Legal AI startup Eve has joined the unicorn club, raising $103 million in Series B funding, led by Spark Capital and reaching a $1 billion valuation.
The investment was supported by Andreessen Horowitz, Lightspeed Venture Partners and Menlo Ventures.
Eve’s platform specializes in plaintiff-side law, managing and automating tasks at all parts of a case’s life cycle, including case intake, collecting records, drafting documents, legal research and discovery.
With the sheer amount of documents and information law firms have to handle, the legal field is ripe for AI automation. Eve joins several startups aiming to bring AI into the law field, with legal tech investments reaching $2.4 billion this year, according to Crunchbase.
- Last week, Filevine, which organizes documents and workflows for law firms, raised $400 million in equity financing, reaching a valuation of $3 billion.
- Harvey, a startup that automates legal tasks including contract analysis, due diligence and regulatory compliance, hit a valuation of $5 billion in June and $100 million in annual recurring revenue in August.
Jay Madheswaran, CEO and co-founder of Eve, said in the announcement the company’s “AI-Native” law movement has attracted more than 350 firms as partners, which have used the tech to process more than 200,000 documents.
Eve’s tech has helped firms recover upward of $3.5 billion in settlements and judgments, including a $27 million settlement won by Hershey Law and a $15 million settlement by the Geiger Legal Group last year.

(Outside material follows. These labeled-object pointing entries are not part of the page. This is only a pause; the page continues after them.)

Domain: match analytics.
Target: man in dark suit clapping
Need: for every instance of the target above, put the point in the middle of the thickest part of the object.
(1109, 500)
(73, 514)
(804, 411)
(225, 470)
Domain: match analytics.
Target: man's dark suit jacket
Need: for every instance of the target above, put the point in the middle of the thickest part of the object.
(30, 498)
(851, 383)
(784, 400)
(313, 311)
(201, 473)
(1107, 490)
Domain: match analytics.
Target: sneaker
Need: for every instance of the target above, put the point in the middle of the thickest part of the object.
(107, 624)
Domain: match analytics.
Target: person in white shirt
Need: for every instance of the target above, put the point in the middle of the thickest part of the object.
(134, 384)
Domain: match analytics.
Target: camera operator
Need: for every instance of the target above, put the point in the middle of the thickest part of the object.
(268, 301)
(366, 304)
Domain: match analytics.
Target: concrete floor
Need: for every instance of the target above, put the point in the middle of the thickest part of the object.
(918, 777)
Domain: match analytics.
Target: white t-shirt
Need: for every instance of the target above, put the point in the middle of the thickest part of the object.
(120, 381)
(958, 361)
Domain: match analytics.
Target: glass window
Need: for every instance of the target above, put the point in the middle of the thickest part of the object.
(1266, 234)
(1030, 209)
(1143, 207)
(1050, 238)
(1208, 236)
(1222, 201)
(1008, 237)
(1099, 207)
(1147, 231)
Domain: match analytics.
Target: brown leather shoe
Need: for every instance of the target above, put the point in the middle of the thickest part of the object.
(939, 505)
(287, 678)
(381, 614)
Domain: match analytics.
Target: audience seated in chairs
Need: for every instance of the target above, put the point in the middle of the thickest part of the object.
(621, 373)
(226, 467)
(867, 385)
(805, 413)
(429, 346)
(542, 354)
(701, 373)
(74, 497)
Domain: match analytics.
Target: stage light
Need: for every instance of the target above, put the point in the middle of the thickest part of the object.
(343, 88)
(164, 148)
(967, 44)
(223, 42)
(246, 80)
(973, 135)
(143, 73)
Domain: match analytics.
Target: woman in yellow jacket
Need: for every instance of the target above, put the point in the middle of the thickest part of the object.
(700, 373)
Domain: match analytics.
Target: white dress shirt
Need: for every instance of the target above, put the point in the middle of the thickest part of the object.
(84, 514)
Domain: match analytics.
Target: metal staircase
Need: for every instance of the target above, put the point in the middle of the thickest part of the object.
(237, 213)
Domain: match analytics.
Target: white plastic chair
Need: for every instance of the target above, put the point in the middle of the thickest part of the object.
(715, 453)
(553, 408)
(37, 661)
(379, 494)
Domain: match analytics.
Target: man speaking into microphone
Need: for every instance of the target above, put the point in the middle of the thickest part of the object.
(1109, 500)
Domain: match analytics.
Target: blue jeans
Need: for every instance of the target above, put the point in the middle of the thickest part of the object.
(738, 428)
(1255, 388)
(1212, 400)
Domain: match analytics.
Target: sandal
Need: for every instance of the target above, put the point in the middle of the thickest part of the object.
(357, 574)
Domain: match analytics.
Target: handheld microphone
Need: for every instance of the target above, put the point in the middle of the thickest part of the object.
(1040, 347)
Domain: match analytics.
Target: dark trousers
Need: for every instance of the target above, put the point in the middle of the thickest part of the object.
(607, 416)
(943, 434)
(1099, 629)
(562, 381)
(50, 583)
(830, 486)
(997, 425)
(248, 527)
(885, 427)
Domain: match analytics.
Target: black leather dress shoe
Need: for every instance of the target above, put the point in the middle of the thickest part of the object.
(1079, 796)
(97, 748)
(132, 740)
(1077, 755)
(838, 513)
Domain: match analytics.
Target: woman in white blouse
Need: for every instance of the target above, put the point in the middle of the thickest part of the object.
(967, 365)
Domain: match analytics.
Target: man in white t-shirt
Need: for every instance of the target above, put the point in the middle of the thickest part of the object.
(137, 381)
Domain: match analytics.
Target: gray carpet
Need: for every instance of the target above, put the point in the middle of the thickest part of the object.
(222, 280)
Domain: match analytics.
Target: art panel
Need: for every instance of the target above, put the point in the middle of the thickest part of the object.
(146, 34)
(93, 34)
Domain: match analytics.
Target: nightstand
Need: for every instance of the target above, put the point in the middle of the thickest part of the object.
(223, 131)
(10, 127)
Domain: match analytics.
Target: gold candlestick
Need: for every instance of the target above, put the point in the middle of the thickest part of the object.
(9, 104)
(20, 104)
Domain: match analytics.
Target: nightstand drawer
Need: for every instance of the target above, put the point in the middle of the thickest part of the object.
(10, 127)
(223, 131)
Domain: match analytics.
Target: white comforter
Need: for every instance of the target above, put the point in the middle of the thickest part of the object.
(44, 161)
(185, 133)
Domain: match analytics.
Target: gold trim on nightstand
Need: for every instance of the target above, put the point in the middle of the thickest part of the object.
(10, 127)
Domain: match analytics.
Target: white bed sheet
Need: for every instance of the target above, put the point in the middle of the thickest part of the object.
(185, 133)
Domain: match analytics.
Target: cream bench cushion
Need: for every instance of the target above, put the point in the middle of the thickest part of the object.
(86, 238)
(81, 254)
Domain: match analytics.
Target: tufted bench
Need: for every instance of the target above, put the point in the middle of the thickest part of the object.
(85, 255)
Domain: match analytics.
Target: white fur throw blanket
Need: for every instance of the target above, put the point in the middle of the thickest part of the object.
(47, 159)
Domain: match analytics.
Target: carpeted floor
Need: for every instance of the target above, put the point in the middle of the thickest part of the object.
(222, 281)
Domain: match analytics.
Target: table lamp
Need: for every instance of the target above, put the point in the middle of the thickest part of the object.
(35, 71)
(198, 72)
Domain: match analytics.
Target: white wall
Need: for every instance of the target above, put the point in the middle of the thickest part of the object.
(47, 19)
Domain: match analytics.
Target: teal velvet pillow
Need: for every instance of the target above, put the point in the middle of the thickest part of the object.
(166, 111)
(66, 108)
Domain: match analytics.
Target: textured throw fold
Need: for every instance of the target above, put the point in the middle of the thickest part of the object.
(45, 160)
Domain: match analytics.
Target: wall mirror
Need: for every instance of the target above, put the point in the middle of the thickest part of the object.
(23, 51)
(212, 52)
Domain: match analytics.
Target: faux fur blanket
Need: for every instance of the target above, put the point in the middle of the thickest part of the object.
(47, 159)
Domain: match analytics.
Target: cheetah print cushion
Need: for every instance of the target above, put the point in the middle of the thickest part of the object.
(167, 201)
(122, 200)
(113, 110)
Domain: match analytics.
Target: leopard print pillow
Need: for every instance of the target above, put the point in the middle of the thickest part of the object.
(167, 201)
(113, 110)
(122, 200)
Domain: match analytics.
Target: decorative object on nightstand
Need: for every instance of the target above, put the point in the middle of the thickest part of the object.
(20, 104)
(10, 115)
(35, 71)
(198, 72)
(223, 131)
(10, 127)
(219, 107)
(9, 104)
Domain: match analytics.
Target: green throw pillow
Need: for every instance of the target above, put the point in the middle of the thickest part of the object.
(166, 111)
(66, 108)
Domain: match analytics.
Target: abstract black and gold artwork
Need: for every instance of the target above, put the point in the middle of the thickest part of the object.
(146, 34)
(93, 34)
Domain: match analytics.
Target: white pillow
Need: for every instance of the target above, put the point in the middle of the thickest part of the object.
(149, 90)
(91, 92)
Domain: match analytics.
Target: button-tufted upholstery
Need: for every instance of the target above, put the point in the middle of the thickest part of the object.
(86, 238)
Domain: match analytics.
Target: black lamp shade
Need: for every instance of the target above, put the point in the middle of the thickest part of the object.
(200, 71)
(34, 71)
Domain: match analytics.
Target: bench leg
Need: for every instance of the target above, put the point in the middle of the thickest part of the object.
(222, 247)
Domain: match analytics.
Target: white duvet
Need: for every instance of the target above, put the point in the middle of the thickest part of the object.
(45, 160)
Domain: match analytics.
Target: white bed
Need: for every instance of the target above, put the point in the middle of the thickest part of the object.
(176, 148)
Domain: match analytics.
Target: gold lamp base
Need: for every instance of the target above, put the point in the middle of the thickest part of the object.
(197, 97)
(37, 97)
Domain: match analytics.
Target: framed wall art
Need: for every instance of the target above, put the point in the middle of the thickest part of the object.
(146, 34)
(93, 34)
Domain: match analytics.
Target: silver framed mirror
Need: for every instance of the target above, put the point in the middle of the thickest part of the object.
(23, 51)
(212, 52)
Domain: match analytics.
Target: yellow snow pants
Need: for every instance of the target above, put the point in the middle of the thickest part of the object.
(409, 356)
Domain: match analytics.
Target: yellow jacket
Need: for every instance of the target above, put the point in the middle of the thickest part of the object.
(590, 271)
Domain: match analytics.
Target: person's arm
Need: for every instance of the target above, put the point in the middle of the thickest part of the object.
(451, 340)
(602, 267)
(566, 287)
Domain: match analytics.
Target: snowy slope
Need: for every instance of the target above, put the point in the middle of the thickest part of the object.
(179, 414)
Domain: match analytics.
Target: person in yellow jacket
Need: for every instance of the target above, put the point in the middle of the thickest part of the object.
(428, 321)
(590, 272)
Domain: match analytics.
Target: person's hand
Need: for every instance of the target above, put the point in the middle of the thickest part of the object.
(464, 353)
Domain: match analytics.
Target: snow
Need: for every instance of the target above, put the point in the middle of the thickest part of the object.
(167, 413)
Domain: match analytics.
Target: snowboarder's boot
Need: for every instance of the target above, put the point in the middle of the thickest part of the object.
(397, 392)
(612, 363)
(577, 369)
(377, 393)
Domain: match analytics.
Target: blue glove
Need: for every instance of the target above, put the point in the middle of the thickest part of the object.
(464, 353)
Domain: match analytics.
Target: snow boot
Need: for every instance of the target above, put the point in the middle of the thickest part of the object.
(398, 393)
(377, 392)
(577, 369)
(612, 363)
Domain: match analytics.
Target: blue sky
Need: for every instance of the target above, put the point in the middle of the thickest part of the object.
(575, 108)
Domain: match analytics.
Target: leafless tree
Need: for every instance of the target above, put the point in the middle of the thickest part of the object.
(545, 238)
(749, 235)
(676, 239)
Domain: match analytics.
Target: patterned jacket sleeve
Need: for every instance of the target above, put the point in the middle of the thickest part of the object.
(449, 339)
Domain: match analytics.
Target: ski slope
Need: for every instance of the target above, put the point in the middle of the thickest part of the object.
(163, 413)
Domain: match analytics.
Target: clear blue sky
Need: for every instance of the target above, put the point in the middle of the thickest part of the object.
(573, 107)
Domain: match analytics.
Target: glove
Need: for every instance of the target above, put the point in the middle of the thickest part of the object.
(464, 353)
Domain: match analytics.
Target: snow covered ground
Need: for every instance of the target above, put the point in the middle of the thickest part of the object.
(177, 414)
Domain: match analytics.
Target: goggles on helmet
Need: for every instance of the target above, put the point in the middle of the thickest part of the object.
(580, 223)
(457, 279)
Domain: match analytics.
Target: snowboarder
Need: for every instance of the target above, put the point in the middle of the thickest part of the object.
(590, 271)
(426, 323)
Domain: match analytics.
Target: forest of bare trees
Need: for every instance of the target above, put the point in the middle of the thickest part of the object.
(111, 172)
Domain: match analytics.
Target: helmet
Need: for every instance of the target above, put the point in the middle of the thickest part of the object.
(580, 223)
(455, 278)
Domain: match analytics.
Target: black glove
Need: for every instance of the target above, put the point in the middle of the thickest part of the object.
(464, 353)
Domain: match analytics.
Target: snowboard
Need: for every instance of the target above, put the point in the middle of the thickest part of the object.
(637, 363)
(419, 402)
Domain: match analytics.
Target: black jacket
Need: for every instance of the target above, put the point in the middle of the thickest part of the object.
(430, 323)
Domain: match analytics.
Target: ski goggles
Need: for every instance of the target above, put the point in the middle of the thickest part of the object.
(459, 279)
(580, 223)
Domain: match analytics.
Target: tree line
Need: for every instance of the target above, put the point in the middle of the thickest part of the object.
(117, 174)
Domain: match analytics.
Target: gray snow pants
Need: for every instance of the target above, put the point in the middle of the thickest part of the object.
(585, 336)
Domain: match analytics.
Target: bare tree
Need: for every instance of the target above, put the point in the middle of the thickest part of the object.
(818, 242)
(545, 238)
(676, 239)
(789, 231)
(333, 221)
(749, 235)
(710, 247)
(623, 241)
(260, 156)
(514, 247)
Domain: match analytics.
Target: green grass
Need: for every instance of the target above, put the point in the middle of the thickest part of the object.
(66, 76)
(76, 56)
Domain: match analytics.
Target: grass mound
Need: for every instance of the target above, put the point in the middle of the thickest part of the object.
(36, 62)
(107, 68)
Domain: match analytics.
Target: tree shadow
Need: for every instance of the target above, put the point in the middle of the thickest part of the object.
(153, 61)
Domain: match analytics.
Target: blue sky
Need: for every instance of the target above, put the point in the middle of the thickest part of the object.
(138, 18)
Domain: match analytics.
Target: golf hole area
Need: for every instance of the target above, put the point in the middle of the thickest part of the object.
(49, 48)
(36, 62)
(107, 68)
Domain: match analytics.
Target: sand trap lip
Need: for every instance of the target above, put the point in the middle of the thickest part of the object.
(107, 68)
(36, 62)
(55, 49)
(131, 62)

“AI has fundamentally changed the equation of plaintiff law,” Madheswaran said in the announcement. “For the first time, law firms have technology that can think with them.”
Despite its potential, deploying AI in legal contexts poses several risks. For one, AI still faces significant data security challenges, which can cause trouble when handling sensitive documents or confidential information. Hallucination and accuracy issues also present a hurdle – one that Anthropic’s lawyers already faced earlier this year after the company’s models hallucinated an incorrect footnote in its legal battle with music publishers.